Entretanto, hoje sei que minha verdadeira mentora foi minha mãe, porque me ensinou lições que ainda trago comigo e que levarei para a vida inteira. Em 1989, ela me presenteou com o livro O empreendedor – Fundamentos da iniciativa empresarial, de Ronald Degen, talvez o primeiro em português a tratar do conceito de empreendedorismo. Ela escreveu a seguinte dedicatória: “Milton, muitos querem, mas poucos podem. Sei, que se você quiser, poderá ser o maior empresário para engrandecimento, não próprio, mas dessa nação que o acolheu. Sua mãe, que confia muito nesse filho”. Tinha 23 anos e mal sabia o que queria. E eu, que leio cerca de dois livros por mês, passei uma vida inteira sem investir naquela obra-prima deste autor suíço, com medo de falhar com ela e vergonha de não corresponder às suas expectativas. Existem pessoas que realmente têm uma espiritualidade diferenciada, e a minha mãe certamente era uma delas. Ela conseguiu antever que eu poderia ser mais, desde que, como frisou, eu quisesse.
Devemos trabalhar com a mesma alegria de quando vamos para o lazer
Uma vez minha mãe falou: “Preste atenção, porque 90% das pessoas no mundo não sabem por que acordam e nem por que vão dormir”. Nunca mais esqueci da frase e todos os dias ficava fazendo a mesma pergunta para mim. Sempre tive um porquê dormir e acordar, e quem tem isso claro não cai na armadilha do desânimo. Estes têm convicção do que querem, não ficam parados esperando, mas correm atrás, agem. O grande líder é aquele que consegue ver na equipe uma grande disposição para a ação. Se quero que alguém siga ou valide apenas aquilo que penso, qualquer pessoa me serve. Contudo, no dia a dia, precisamos de profissionais que sejam complementares uns aos outros. Quero que meus liderados externem justamente em que podem ser melhores do que eu para que a companhia, no todo, prospere. Porém, o que mais espero deles é que tenham valores morais e boa vontade.
Isso não significa desmerecer a boa formação, pois trata-se de algo fundamental. O fato de eu não ter estudado não quer dizer que seja um apoiador daqueles que não valorizam a educação. No entanto, além dos currículos brilhantes, busco naqueles que estão comigo bons princípios, boa vontade e iniciativa de querer se aprimorar. Digo isso porque não são todos que querem andar para frente. Alguns gostam de andar de lado; outros, para trás. E quero comigo somente aqueles que vão para frente, e se esses tiverem um bom currículo, melhor.
Costumo dizer para meus filhos que devemos ir trabalhar com a mesma alegria de quando vamos para nossos momentos de lazer.

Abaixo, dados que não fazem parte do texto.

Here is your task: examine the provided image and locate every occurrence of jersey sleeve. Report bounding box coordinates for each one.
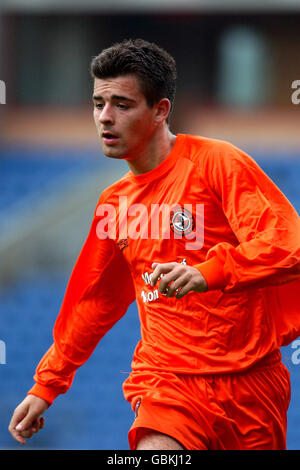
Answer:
[196,144,300,292]
[28,198,135,404]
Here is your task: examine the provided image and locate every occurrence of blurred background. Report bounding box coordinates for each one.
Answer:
[0,0,300,449]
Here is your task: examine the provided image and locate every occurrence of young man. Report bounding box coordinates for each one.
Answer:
[9,40,300,450]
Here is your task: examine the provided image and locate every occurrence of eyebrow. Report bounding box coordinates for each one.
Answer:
[93,95,136,103]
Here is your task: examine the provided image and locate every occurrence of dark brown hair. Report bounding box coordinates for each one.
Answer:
[91,39,177,120]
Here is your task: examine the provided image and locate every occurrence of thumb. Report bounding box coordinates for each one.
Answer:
[151,263,159,269]
[16,410,38,431]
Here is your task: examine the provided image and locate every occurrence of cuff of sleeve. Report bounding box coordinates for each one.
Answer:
[194,256,226,290]
[27,384,60,406]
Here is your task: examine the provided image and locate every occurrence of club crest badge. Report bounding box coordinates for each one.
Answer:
[170,206,195,235]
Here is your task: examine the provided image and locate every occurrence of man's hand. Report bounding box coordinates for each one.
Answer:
[151,263,207,299]
[8,395,49,444]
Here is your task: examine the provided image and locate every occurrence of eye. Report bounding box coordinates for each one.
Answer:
[117,103,129,111]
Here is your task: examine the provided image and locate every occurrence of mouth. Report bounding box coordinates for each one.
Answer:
[102,131,119,145]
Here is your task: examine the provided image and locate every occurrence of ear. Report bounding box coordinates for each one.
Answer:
[154,98,171,124]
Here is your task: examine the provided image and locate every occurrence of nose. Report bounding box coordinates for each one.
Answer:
[99,103,114,124]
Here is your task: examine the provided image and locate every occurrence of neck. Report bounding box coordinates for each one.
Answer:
[127,126,176,175]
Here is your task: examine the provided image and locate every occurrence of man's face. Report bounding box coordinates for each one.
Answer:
[93,75,155,160]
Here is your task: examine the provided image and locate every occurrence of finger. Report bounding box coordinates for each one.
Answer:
[10,429,26,445]
[158,269,182,293]
[151,263,176,287]
[16,412,38,432]
[167,276,188,297]
[175,282,193,299]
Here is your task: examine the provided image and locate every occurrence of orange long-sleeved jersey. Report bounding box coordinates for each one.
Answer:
[28,134,300,403]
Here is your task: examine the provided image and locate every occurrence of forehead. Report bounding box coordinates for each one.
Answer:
[94,75,143,99]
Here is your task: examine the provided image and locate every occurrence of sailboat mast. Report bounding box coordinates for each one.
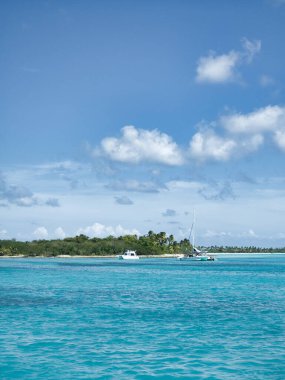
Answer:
[192,210,195,249]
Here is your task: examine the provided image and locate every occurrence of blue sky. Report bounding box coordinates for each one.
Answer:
[0,0,285,246]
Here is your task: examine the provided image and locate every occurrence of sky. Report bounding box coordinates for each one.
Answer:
[0,0,285,247]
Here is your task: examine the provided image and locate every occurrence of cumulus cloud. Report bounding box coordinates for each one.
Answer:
[162,208,176,217]
[106,180,167,193]
[196,38,261,83]
[189,105,285,161]
[54,227,66,239]
[44,198,60,207]
[189,130,237,161]
[115,196,134,205]
[273,129,285,151]
[33,227,49,239]
[196,51,239,83]
[0,173,59,207]
[98,126,184,165]
[198,181,235,201]
[77,223,140,237]
[220,106,285,133]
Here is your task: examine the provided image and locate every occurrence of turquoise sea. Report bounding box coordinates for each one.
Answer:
[0,255,285,380]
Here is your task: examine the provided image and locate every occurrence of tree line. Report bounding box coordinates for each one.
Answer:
[0,231,285,257]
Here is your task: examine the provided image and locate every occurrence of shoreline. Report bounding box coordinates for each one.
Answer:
[0,252,285,260]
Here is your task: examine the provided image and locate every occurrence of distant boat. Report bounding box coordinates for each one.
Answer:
[177,211,216,261]
[117,249,139,260]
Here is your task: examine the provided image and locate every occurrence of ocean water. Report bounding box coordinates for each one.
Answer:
[0,255,285,380]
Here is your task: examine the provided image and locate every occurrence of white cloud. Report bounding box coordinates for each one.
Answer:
[220,106,285,133]
[189,130,237,161]
[106,179,167,193]
[273,129,285,151]
[36,160,83,171]
[77,223,140,237]
[240,38,261,63]
[115,195,134,205]
[54,227,66,239]
[162,208,176,217]
[196,51,239,83]
[101,126,184,165]
[33,227,49,239]
[196,38,261,83]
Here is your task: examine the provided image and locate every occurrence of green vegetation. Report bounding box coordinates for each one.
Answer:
[0,231,285,257]
[0,231,192,257]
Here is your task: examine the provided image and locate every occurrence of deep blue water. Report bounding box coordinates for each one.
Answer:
[0,255,285,380]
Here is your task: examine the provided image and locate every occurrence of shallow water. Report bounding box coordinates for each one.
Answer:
[0,255,285,380]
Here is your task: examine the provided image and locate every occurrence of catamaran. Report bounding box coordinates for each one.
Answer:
[117,249,139,260]
[177,211,216,261]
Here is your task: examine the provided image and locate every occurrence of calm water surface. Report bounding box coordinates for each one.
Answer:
[0,255,285,380]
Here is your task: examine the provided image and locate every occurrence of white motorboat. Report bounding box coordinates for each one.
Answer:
[177,211,216,261]
[117,249,139,260]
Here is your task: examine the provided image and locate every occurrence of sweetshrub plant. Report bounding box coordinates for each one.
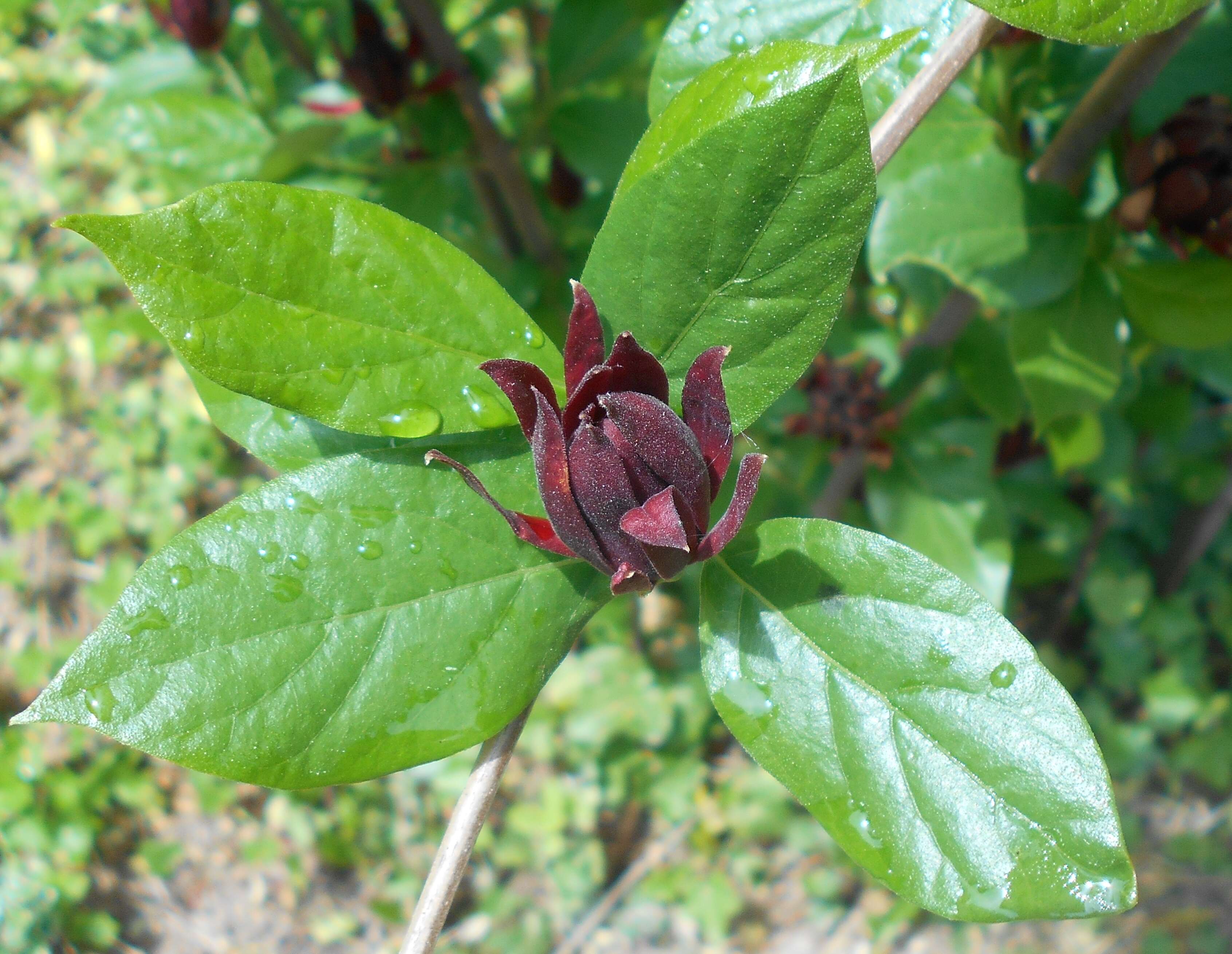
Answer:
[13,37,1143,921]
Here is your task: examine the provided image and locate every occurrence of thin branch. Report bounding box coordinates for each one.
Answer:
[869,7,1001,173]
[399,703,534,954]
[1156,457,1232,597]
[1026,7,1206,192]
[398,0,562,269]
[1043,497,1113,642]
[256,0,320,80]
[553,817,697,954]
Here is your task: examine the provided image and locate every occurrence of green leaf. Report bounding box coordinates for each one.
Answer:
[189,367,406,471]
[15,431,607,788]
[60,182,563,437]
[649,0,968,118]
[1010,265,1121,430]
[953,318,1026,430]
[866,420,1013,609]
[583,44,876,430]
[869,95,1089,308]
[1116,259,1232,348]
[86,89,272,191]
[972,0,1206,46]
[701,520,1136,921]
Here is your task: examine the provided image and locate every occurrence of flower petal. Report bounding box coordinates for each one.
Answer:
[605,331,668,404]
[424,450,576,556]
[531,388,612,573]
[569,424,658,581]
[620,487,689,552]
[697,454,766,560]
[680,345,732,500]
[479,357,560,440]
[611,563,654,597]
[564,280,604,394]
[599,391,710,530]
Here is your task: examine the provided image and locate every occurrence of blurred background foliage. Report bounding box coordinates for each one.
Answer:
[0,0,1232,954]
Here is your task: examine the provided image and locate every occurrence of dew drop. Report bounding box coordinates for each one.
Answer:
[377,401,441,437]
[85,683,116,722]
[347,507,397,530]
[282,491,320,514]
[462,385,516,428]
[125,609,175,636]
[270,573,304,603]
[848,809,881,848]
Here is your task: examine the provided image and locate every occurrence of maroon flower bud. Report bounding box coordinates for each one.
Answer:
[425,282,765,593]
[164,0,231,52]
[338,0,418,118]
[1116,96,1232,258]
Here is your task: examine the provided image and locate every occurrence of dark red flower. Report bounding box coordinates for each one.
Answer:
[160,0,231,52]
[425,282,765,593]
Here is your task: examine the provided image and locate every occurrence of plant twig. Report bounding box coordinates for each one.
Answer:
[1156,457,1232,597]
[399,703,534,954]
[256,0,320,80]
[1026,7,1206,192]
[869,7,1001,173]
[398,0,562,269]
[553,817,697,954]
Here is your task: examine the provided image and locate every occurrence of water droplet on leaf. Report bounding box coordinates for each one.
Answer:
[377,402,441,437]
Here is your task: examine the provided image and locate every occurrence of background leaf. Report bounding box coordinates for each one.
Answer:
[701,520,1135,921]
[649,0,967,119]
[62,182,563,437]
[1116,259,1232,348]
[975,0,1206,46]
[16,431,607,788]
[869,94,1089,308]
[583,48,875,430]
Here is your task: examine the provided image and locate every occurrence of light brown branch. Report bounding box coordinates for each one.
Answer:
[399,703,534,954]
[256,0,320,80]
[869,7,1001,173]
[398,0,562,270]
[1026,9,1206,192]
[553,818,697,954]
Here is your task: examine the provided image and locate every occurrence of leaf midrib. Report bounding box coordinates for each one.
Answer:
[713,556,1088,869]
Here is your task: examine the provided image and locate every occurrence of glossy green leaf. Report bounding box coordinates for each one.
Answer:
[953,318,1026,429]
[189,367,406,471]
[86,89,273,192]
[866,421,1013,609]
[869,95,1089,308]
[62,182,563,437]
[1010,265,1121,430]
[1116,259,1232,348]
[583,47,875,430]
[972,0,1206,46]
[15,431,609,788]
[701,520,1136,921]
[649,0,967,118]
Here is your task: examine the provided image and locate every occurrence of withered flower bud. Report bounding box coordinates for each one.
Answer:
[425,282,765,593]
[1116,96,1232,258]
[338,0,418,118]
[170,0,231,52]
[785,354,898,465]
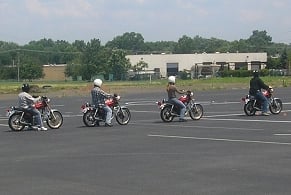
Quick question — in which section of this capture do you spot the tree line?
[0,30,291,80]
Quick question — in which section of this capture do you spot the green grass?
[0,77,291,94]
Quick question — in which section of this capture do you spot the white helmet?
[168,76,176,83]
[94,79,102,87]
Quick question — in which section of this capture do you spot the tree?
[107,49,130,80]
[247,30,272,52]
[133,60,148,79]
[279,48,288,69]
[20,64,44,81]
[105,32,145,53]
[174,35,193,54]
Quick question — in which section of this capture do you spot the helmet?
[253,70,259,77]
[94,79,102,87]
[21,83,30,93]
[168,76,176,83]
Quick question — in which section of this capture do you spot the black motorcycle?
[242,88,283,116]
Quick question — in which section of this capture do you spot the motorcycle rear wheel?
[46,111,63,129]
[269,99,283,114]
[160,106,174,122]
[189,104,203,120]
[115,108,131,125]
[244,101,256,116]
[83,110,98,127]
[8,113,25,131]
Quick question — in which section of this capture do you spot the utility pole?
[17,52,20,82]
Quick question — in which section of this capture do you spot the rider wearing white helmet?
[167,76,186,122]
[91,79,112,127]
[249,70,270,116]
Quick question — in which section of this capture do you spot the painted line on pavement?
[148,134,291,146]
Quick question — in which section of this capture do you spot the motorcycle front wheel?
[189,104,203,120]
[244,101,256,116]
[83,110,97,127]
[160,106,174,122]
[115,108,131,125]
[46,111,63,129]
[8,113,25,131]
[269,99,283,114]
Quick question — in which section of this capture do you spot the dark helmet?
[253,70,259,77]
[21,83,30,93]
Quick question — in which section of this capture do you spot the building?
[42,64,68,81]
[126,53,267,78]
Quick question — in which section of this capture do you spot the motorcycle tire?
[8,113,25,131]
[115,108,131,125]
[46,110,63,129]
[83,110,98,127]
[160,106,174,122]
[269,99,283,114]
[189,104,203,120]
[244,101,256,116]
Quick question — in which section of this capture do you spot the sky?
[0,0,291,45]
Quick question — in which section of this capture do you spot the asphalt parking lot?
[0,88,291,195]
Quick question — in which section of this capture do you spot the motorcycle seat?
[14,107,26,111]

Investimos mais da metade da nossa vida no ambiente corporativo, portanto, se trabalhamos com aquilo que não gostamos, teremos uma vida triste e sem prazer. Nestes casos, vamos nos acumulando de ressentimentos e sendo incapazes de compartilhar alegria, amor e abnegação. Só conseguimos compartilhar aquilo do qual estamos cheios. Então, vale a pena procurarmos fazer o que realmente amamos. Fazendo isso, independentemente da condição econômica que nossas escolhas virem a nos proporcionar, seremos pessoas muito bem-resolvidas e poderemos contribuir muito mais com nossa sociedade. E essa é a finalidade maior de todos nós.